City of London builds on early success of House of Hope, adding 24 more units of highly supportive housing

The City of London is using $2.7 million over the next two years of Council-approved funding dedicated to London Cares Homeless Response Services (London Cares) to add 24 new highly supportive housing units at the House of Hope established in the fall of 2023. The initiative will convert 15 temporary resting space beds at 448 Horton Street to 24 furnished highly supportive housing units at 362 Dundas Street. 

The funding, earmarked for either resting space beds or housing supports is a combination of roughly $2M in Municipal and $707K of Provincial Homeless Prevention Program funding. The housing supports investment builds on the success of highly supportive housing units first opened at House of Hope in October 2023 through a partnership between London Cares and London Health Sciences Centre (LHSC) and will bring more Londoners experiencing homelessness indoors into safe and supportive accommodation. 

Highly supportive housing includes access to health and social services, such as mental health care, addiction treatment, educational resources, employment counselling and emergency food services. The goal is to provide support that will help residents achieve housing stability. 

Highly supportive housing is a critical part of London's Whole of Community System Response endorsed by City Council in March 2023, which is London’s roadmap to help the most marginalized Londoners move safely inside, become stabilized, supported, and connected to appropriate housing. Through a combination of affordable housing and supportive services, highly supportive housing helps people live and thrive in the community.

Since October 2023, as part of a partnership between London Cares and LHSC, the House of Hope has been operating 25 highly supportive units at 362 Dundas Street.

Residents have experienced significant health improvements during this time, and other early benefits have included: 

  • 74% reduction in emergency department visit volumes in the first three months compared with the same time period and the same cohort in 2022
  • Two residents are now working
  • No residents have been evicted

“We have seen dramatic results for the initial group of people who gained housing last October – beyond housing they have gained reconnection to family, building a community in helping each other, and improved health. We also recognize the impact that housing people with added supports has had in reducing strain on the larger systems of health and justice. With a physically and emotionally safe place to be, folks no longer need to seek refuge at the emergency department of the hospital and are able to be released into their own home rather than face custody. The positive impacts are many and immeasurable in someone’s well-being.”

Anne Armstrong, Executive Director, London Cares 

“House of Hope is a living example of what we can achieve when we come together as a community. We’re not only bringing people indoors, we’re creating conditions for them to find stability and be treated with dignity. Every step forward to helping people come inside and access sustainable housing is easing the effects of this crisis on Londoners, community organizations, the business community, and the health system.”

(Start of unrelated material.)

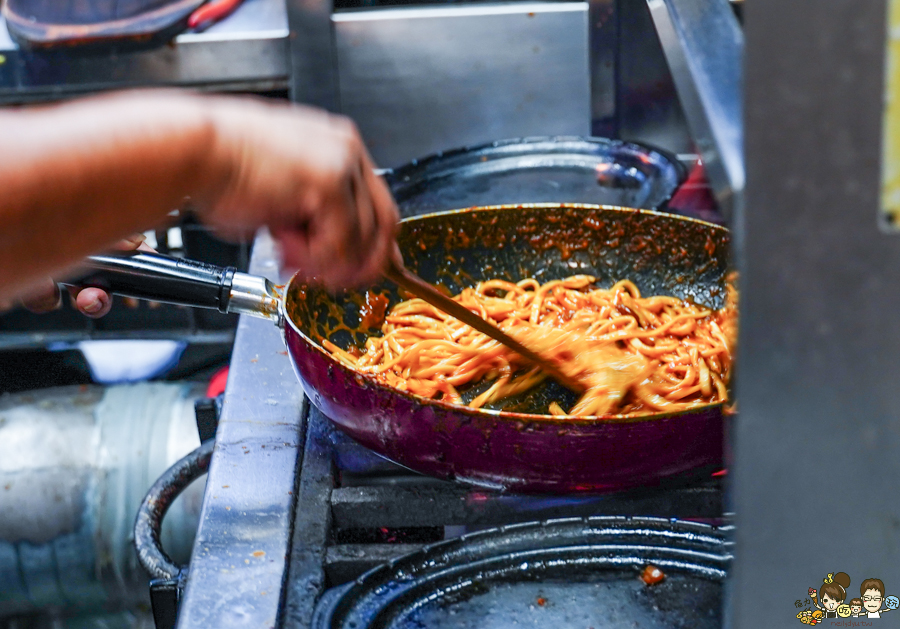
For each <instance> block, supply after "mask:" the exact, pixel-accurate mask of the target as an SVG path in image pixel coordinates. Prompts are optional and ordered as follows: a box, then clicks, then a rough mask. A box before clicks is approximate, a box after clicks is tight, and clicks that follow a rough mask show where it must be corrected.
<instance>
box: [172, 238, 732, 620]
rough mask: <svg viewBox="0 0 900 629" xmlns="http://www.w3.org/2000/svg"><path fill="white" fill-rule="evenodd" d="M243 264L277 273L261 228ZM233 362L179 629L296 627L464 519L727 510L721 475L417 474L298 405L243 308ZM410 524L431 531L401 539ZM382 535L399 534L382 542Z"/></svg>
mask: <svg viewBox="0 0 900 629" xmlns="http://www.w3.org/2000/svg"><path fill="white" fill-rule="evenodd" d="M250 270H251V272H253V273H259V274H263V275H268V276H270V277H272V276H273V275H274V274H275V271H276V270H277V267H276V263H275V256H274V248H273V243H272V241H271V239H270V238H269V237H268V236H267V235H265V234H262V235H261V236H260V237H259V238H258V239H257V241H256V244H255V246H254V250H253V258H252V260H251V265H250ZM232 366H233V368H232V371H231V375H230V377H229V382H228V388H227V390H226V393H225V398H224V402H223V405H222V414H221V418H220V421H219V426H218V431H217V435H216V447H215V452H214V455H213V459H212V463H211V465H210V470H209V476H208V480H207V492H206V495H205V497H204V502H203V507H202V512H201V522H200V527H199V530H198V532H197V538H196V541H195V543H194V550H193V554H192V559H191V565H190V570H189V576H188V581H187V587H186V590H185V593H184V598H183V600H182V602H181V608H180V612H179V617H178V625H177V626H178V627H179V628H180V629H187V628H197V629H200V628H204V629H205V628H207V627H220V628H223V629H224V628H227V627H248V626H252V627H275V626H279V627H306V626H308V625H309V622H310V619H311V617H312V613H313V609H314V608H315V604H316V601H317V600H318V598H319V597H320V595H321V594H322V592H324V590H325V589H326V588H329V587H332V586H334V585H339V584H341V583H344V582H346V581H349V580H351V579H354V578H355V577H357V576H359V575H360V574H362V573H363V572H364V571H366V570H368V569H370V568H372V567H374V566H376V565H378V564H380V563H382V562H384V561H387V560H389V559H391V558H394V557H397V556H400V555H402V554H405V553H407V552H410V551H411V550H414V549H417V548H419V547H421V546H422V545H424V543H426V542H430V541H435V540H436V539H442V538H443V537H444V535H448V536H454V535H458V534H461V533H462V532H463V530H464V529H463V527H469V528H468V530H471V528H470V527H486V526H493V525H500V524H511V523H515V522H525V521H532V520H542V519H548V518H555V517H569V516H587V515H633V514H640V515H651V516H660V517H678V518H682V519H684V518H689V519H690V518H693V519H702V520H714V521H715V520H719V519H721V518H722V517H723V513H724V512H725V510H726V509H725V504H724V497H723V495H724V494H723V491H722V482H721V480H720V479H710V480H709V481H708V482H704V483H701V484H699V485H694V486H690V487H678V488H658V489H654V490H642V491H638V492H632V493H629V494H627V495H615V496H585V497H565V496H561V497H526V496H515V495H507V494H500V493H495V492H489V491H486V490H482V489H478V488H470V487H463V486H460V485H457V484H454V483H449V482H444V481H438V480H435V479H431V478H428V477H424V476H421V475H418V474H415V473H412V472H410V471H408V470H406V469H405V468H402V467H400V466H398V465H395V464H393V463H391V462H389V461H386V460H385V459H383V458H381V457H379V456H378V455H376V454H374V453H372V452H371V451H369V450H367V449H365V448H363V447H362V446H360V445H358V444H356V443H355V442H353V441H352V440H350V439H349V438H347V437H344V436H343V435H342V434H340V433H339V432H337V431H336V430H335V429H334V428H333V427H332V425H331V423H330V422H329V421H328V420H327V419H326V418H325V417H323V416H322V415H321V413H319V412H318V410H316V409H315V408H314V407H312V406H311V405H309V404H308V402H307V401H306V399H305V398H304V397H303V395H302V390H301V387H300V385H299V383H298V381H297V379H296V376H295V375H294V373H293V370H292V368H291V366H290V362H289V359H288V357H287V355H286V352H285V351H284V345H283V344H282V340H281V338H280V332H279V330H278V329H277V328H276V327H275V326H273V325H272V324H271V323H269V322H266V321H262V320H257V319H248V318H246V317H242V319H241V322H240V324H239V326H238V331H237V337H236V340H235V348H234V354H233V358H232ZM411 529H412V530H413V531H414V532H418V533H421V532H422V531H425V532H426V533H429V532H430V533H429V534H430V535H431V537H428V538H427V539H422V538H421V537H419V538H417V537H416V536H415V535H413V536H409V535H406V533H408V532H409V531H410V530H411ZM385 530H386V531H387V532H389V534H388V536H387V537H390V536H391V535H390V532H391V531H395V532H397V537H398V538H399V539H397V540H394V541H388V540H386V539H379V533H384V532H385ZM372 533H374V536H373V535H372ZM354 536H356V537H357V539H354ZM381 537H384V536H383V535H382V536H381Z"/></svg>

Mayor Josh Morgan, City of London

“In the year following Council’s endorsement of The Whole of Community System Response, we’ve opened London’s first two health and homelessness Hubs with Atlohsa and YOU, created 93 new highly supportive housing units, and have seen innovative partnerships established in the community, like House of Hope. These are important milestones that are now making a difference in people’s lives.”

Kevin Dickins, Deputy City Manager, Social and Health Development, City of London.

“House of Hope is proof that housing is health care. By providing stable housing with on-site health and social services, highly supportive housing helps those with complex needs receive the care they need in the most appropriate setting. This is helping to reduce visits to our Emergency Departments and, most importantly, improving the lives of Londoners.”

Dr. Kevin Chan, Acting President and CEO, LHSC

How highly supportive housing fits into London's response to homelessness 

The House of Hope is one of the first highly supportive housing initiatives in London, and was established with support and input from Home and Community Care Support ServicesLondon InterCommunity Health Centre, and H.O.M.E program collaborators. The Sisters of St. Joseph, who run St. Joe's Café, are providing residents at least one hot meal per day, and Voyago Health, offers complimentary transportation services to the building once residents are ready to move in.

The newly funded spaces, which are a separate initiative from the City of London's Hubs Implementation Plan but part of the same pathway to sustainable housing, will assist people with complex health needs, including discharged hospital patients at risk of readmission due to experiencing chronic and persistent homelessness.

Interior of highly affordable housing (house of hope)

Above and below: Photographs showing the interior of a highly supportive housing unit at House of Hope, located at 362 Dundas Street. 

Interior of highly affordable housing (house of hope) - bed

More supportive housing units are also in the works across the community, such as the partnership between Indwell and major developers announced earlier this year to create up to 40 more highly supportive units at 46 Elmwood Place.

The Whole of Community System Response has developed a strategy to ultimately create 600 highly supportive housing units in London, which is outlined in an upcoming report, London’s Health & Homelessness Response: Highly Supportive Housing Plan, submitted to the March 26 agenda for City Council's Strategic Priorities and Policy Committee (SPPC).